We'll see. I'm pretty lazy by nature. Oh, hey... read that there Coupling entry. What you don't see is that Moffat responded to it! I originally posted that on a Doctor Who fan board that no longer exists, Outpost Gallifrey. Moffat was a member there prior to becoming The Guy of Doctor Who, and he saw my post and responded. He gave me this: Closure. Below is Moffat's response to my post.

Oh, all right.

Sally said yes to Patrick, they got married and are very happy. Especially as Sally beat Susan to the altar, and finally did something first. Patrick is now a completely devoted husband, who lives in total denial that he was anything other an upstanding member of the community. Or possibly he's actually forgotten. He doesn't like remembering things because it's a bit like thinking.

Jane and Oliver never actually did have sex, but they did become very good friends. They often rejoice together that their friendship is uncomplicated by any kind of sexual attraction - but they both get murderously jealous when the other is dating. Jane has a job at Oliver's science fiction book shop now - and since Oliver has that one moment of Naked Jane burnt on the inside of his eyelids, he now loses the place in one in every three sentences. People who know them well think something's gotta give - and they're right. Especially as Jane comes to work in a metal bikini.

Steve and Susan have two children now, and have recently completed work on a sitcom about their early lives together. They're developing a new television project, but it keeps getting delayed as he insists on writing episodes of some old kids show they recently pulled out of mothballs. She gets very cross about this, and if he says "Yeah but check out the season poll!" one more time, he will not live to write another word.

Jeff is still abroad. He lives a life of complete peace and serenity now, having taken the precaution of not learning a word of the local language and therefore protecting himself from the consequences of his own special brand of communication. If any English speakers turn up, he pretends he only speaks Hebrew. He is, at this very moment, staring out to sea, and sighing happily every thirty-eight seconds.

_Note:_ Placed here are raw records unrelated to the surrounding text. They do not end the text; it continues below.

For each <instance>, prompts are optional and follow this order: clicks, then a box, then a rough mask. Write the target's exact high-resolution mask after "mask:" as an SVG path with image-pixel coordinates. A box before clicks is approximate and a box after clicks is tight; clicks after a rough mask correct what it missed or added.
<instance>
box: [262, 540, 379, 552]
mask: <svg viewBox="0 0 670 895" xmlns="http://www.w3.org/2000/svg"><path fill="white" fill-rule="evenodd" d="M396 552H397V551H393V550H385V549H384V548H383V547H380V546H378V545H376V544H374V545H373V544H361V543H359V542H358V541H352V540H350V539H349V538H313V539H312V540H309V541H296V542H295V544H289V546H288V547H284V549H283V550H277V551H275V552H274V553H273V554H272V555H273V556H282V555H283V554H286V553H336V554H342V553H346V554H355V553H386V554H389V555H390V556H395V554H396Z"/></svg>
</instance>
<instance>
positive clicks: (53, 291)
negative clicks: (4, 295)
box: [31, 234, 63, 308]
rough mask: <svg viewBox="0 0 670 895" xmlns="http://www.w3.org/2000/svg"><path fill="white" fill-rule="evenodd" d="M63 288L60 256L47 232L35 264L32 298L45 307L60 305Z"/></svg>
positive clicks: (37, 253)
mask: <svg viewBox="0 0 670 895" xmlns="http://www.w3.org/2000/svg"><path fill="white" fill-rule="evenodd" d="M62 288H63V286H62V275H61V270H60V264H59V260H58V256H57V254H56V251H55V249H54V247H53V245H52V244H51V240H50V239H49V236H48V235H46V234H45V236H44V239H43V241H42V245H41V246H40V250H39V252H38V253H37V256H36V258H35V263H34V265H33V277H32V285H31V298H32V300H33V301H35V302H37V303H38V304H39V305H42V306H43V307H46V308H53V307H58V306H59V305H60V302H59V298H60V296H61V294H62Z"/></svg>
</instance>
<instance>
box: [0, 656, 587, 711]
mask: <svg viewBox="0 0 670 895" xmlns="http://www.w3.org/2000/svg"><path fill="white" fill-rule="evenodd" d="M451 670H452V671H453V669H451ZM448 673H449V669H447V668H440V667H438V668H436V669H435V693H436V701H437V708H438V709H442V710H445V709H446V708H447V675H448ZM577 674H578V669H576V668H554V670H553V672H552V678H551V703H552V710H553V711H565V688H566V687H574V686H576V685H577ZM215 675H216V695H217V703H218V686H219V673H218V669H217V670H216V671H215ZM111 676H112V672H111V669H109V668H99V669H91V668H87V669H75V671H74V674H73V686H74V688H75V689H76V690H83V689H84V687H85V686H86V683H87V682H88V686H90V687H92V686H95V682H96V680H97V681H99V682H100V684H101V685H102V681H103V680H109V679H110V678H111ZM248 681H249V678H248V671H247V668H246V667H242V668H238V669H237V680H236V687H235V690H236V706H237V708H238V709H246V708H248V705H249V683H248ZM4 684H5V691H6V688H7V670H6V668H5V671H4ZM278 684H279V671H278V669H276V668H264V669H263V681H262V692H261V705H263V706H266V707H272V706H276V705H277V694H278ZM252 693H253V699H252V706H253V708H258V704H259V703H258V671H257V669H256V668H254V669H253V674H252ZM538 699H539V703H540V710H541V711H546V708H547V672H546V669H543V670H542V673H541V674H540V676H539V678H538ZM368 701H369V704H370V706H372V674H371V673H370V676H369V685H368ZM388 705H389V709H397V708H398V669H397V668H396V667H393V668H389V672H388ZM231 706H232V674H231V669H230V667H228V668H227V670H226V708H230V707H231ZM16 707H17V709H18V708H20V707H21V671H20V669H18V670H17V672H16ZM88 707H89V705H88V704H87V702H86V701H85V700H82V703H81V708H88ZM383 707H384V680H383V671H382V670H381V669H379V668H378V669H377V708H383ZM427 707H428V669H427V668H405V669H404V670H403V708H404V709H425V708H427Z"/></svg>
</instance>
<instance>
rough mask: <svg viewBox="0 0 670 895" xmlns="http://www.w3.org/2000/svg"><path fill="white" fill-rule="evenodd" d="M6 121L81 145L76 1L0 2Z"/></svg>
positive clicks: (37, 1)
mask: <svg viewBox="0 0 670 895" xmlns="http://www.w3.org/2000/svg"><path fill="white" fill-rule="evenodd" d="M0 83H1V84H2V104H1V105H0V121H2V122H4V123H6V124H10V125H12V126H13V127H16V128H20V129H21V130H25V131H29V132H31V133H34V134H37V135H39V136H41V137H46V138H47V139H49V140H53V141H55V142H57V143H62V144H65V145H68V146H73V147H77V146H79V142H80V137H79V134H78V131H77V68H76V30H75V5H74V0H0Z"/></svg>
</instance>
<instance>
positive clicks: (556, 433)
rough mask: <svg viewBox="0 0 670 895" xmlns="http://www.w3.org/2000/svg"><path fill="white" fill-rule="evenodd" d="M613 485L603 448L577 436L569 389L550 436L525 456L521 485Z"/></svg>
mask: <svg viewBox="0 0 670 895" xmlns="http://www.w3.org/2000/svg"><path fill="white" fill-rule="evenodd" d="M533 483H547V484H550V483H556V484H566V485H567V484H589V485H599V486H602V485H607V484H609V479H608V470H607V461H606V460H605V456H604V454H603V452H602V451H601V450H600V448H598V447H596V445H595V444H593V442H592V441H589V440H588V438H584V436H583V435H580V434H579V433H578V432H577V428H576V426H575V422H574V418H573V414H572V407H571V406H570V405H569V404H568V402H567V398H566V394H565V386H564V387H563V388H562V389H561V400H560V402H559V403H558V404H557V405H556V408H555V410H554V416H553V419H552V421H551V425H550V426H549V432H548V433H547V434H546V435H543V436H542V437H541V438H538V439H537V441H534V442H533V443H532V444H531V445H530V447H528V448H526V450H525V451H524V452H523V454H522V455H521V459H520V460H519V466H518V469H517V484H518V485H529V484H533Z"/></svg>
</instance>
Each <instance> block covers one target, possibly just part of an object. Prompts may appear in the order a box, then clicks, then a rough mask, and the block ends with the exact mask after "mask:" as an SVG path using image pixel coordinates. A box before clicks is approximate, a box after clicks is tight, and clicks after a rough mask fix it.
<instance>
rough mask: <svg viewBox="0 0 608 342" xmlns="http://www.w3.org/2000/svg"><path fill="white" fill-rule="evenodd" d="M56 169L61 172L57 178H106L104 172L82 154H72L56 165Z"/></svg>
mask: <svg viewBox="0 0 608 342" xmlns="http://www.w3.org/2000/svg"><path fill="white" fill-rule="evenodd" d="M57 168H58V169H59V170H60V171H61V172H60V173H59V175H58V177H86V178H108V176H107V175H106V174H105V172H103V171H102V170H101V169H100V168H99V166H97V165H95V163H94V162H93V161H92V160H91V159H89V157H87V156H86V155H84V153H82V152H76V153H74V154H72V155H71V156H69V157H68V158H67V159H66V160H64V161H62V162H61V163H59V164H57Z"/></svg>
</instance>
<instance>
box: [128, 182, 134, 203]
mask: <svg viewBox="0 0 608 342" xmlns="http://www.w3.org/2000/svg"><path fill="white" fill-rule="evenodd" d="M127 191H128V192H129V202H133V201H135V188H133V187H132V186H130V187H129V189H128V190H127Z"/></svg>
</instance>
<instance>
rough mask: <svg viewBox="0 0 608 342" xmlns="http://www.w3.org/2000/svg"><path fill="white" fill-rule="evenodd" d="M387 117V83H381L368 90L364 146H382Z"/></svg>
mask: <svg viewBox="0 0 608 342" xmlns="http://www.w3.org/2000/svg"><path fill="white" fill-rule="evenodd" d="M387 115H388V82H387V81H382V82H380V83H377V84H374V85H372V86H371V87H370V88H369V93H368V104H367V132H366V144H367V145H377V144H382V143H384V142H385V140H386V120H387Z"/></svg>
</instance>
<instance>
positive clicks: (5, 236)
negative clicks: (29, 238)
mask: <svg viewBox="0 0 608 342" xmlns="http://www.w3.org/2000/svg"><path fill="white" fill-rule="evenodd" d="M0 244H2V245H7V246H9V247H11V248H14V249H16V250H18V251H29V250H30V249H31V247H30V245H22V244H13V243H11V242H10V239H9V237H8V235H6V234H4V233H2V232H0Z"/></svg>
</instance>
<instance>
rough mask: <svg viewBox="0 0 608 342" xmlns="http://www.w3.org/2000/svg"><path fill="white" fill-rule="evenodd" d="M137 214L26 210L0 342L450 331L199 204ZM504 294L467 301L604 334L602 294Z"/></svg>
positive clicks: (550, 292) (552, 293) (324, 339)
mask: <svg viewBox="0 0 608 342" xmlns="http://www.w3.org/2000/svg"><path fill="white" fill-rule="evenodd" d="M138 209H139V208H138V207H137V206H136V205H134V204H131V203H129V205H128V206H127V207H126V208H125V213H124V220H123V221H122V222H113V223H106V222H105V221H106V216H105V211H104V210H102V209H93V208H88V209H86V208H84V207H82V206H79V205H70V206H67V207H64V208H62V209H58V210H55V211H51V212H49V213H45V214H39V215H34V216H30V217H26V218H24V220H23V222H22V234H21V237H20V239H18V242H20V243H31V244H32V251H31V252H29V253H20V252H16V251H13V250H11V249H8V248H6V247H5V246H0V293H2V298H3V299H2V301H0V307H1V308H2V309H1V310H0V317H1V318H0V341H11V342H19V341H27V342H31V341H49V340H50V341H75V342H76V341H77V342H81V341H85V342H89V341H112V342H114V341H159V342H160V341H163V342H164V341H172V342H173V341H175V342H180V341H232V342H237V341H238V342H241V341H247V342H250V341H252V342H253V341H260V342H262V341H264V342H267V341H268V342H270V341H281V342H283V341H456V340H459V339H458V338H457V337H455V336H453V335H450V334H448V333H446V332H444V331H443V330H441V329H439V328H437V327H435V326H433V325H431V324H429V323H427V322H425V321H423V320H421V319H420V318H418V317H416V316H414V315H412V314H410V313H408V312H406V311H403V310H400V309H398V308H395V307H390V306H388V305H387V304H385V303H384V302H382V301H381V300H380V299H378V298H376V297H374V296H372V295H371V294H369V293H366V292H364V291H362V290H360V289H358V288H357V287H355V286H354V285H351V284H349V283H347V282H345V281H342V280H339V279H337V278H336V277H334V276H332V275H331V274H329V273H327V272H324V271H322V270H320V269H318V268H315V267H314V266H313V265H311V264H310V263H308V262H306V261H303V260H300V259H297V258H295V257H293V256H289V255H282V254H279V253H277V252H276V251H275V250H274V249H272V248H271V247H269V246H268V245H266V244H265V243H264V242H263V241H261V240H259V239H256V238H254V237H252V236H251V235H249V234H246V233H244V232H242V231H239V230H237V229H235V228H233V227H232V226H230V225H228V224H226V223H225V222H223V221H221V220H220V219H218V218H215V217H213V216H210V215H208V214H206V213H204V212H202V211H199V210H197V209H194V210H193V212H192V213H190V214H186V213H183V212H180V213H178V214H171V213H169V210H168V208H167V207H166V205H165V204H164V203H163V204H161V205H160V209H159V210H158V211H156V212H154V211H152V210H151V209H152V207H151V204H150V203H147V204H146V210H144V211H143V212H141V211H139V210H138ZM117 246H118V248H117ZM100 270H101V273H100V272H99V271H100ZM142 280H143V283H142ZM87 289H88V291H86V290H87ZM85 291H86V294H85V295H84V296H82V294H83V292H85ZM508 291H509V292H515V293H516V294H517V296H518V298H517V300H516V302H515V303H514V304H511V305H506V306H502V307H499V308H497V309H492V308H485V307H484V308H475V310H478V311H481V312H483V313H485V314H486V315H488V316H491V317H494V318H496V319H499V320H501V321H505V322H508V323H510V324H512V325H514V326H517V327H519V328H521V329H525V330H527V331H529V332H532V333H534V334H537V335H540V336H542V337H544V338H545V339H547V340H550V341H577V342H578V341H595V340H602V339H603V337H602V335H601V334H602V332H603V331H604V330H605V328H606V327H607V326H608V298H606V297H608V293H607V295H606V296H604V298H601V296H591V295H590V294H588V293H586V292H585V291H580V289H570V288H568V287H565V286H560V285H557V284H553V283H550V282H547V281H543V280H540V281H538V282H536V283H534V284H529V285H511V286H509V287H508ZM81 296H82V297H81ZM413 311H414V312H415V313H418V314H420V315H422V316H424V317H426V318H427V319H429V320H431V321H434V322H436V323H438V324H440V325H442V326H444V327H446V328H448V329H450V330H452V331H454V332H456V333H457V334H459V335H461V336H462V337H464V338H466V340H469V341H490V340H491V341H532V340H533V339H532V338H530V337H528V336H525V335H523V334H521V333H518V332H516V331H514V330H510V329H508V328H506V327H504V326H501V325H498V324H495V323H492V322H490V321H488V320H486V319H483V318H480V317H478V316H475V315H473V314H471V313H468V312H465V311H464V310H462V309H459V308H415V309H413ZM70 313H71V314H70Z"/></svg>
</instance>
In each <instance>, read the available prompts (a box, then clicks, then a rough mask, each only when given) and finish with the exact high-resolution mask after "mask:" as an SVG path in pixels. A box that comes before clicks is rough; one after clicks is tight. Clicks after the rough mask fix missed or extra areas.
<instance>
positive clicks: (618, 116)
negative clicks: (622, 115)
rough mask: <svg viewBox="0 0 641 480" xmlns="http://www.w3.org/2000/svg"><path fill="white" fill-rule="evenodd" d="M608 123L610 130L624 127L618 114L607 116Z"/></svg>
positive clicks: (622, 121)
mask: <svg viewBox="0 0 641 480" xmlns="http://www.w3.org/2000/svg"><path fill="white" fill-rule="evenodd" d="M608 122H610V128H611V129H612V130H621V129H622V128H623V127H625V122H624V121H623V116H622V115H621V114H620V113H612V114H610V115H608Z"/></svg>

What he doesn't know, of course, is that even now a beautiful Israeli girl he once met in a bar, is heading towards his apartment, having been directed to the only Hebrew speaker on the island. What he also doesn't know is that she is being driven by a young ex-pat English woman, who is still grieving the loss of a charming, one-legged Welshman she once met on a train. And he cannot possible suspect that (owing to a laundry mix-up, and a stag party the previous night in the same block) he is wearing heat-dissolving trunks.

As the doorbell rings, it is best that we draw a veil.



Steven Moffat


Steven Moffat spoke to me... he created Coupling and gave me a proper ending because I whined about it... and he's the Savior of Doctor Who*! I still can't get over that.

*For some folks, Steven Moffat is going to wipe the stain of Russel T. Davies' era from Doctor Who. No more romance, or treating the Doctor like a god! He'll bring back darkness to Doctor Who, and cut out the lame humor! Of course, this neatly ignores that Moffat has had the most overt romance in his episodes, has had the Doctor defeat an undefeatable enemy by basically telling it to stop ("I'm the Doctor and you're in the biggest Library in the Universe... look me up."), had the Doctor playing drunk, and has never killed anyone in his stories by any means but old age.

Don't get me wrong, I *Love* Moffat's stories, but I love RTD's stories too. I personally think RTD is brilliant. I've never met the guy, never spoken to him, but basing off his work, his interviews, and his really enlightening book "The Writer's Tale" have made me think he's one of the most brilliant Producer/Writers in showbiz today.

And yet, he has been derided for doing the same things Moffat gets praised for.

Personally, I think they should both be praised.